The Orthodox Union and the Rabbinical Council of America have provided a detailed document with their guidance for synagogues for the upcoming High Holidays in light of the pandemic. The guide provides 16 points related to specific High Holiday elements.
Democratic Majority for Israel presents a discussion featuring Representative Max Rose, Kathy Manning, and Ritchie Torres. The event is second in a series of live virtual events during the Democratic National Convention, featuring prominent foreign policy experts, pro-Israel lawmakers and Democratic political strategists. Aug. 18, 1 p.m.

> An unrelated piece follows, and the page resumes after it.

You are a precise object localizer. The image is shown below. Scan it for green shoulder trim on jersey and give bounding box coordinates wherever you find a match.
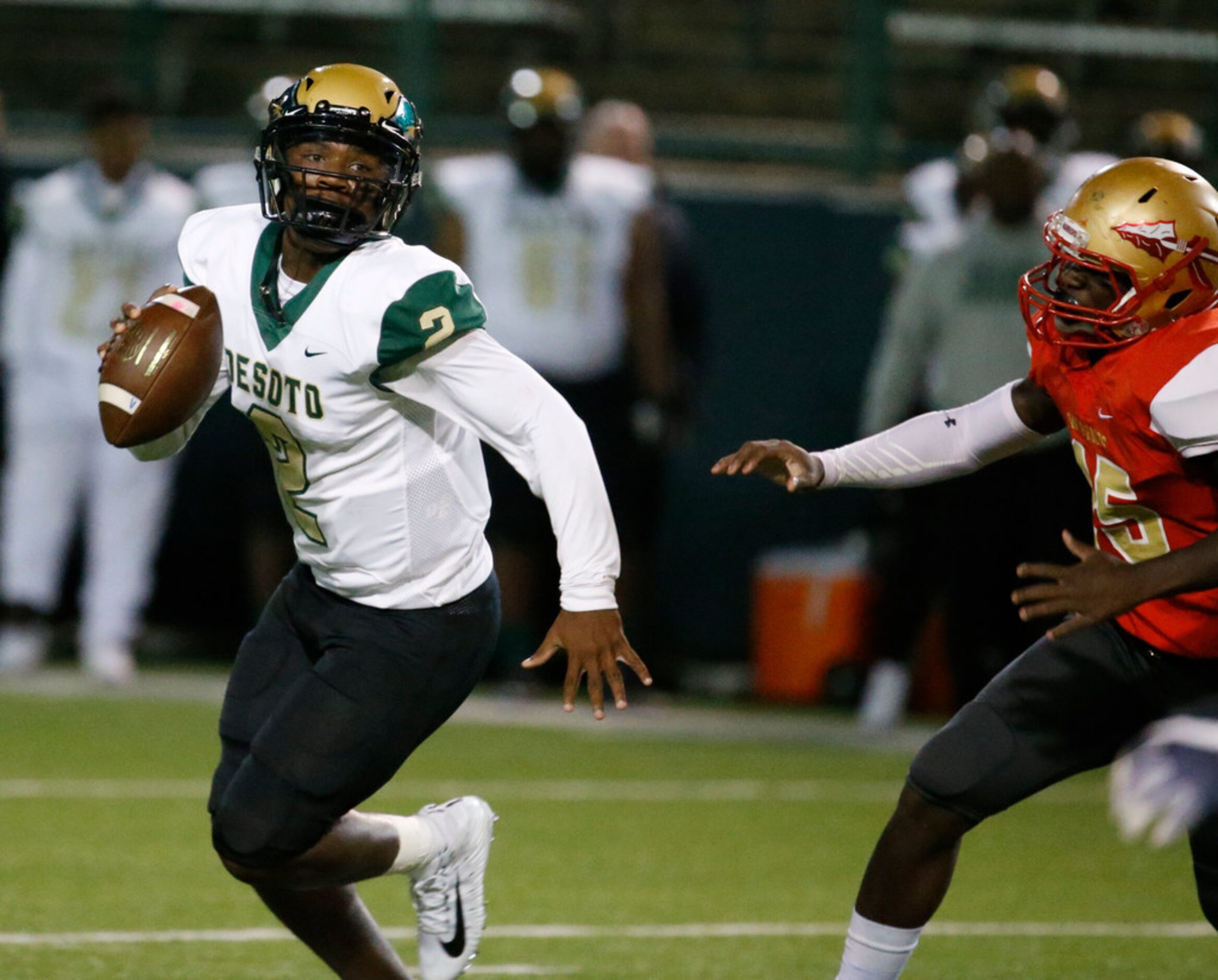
[376,271,486,366]
[249,224,346,351]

An internet videoconference (via Zoom) will address the topic of “Restoring Jewish Cemeteries of Poland: The Task Ahead.” Simultaneous two-way Polish-English translation will be available. One hour prior to the formal meeting, there will be “Introduce Yourselves” live-meeting rooms where attendees will have the opportunity to meet informally to share topic-related issues. The meeting is organized by the Friends of Jewish Heritage in Poland, The Matzevah Foundation, the Foundation for the Preservation of Jewish Heritage in Poland, and the Chief Rabbinate of Poland. Aug. 18, 11:00 a.m. – 2:00 p.m.
Join Tablet Magazine Deputy Editor Stephanie Butnick, co-host of the Jewish podcast “Unorthodox,” for a new MJH Live series exploring the grandchildren and great-grandchildren of Holocaust survivors. She will be joined by Melbourne-based author and historian David Slucki, whose 2019 book “Sing This at My Funeral: A Memoir of Fathers and Sons” shows how traumatic family histories leave their mark for generations. Aug. 18, 7 p.m.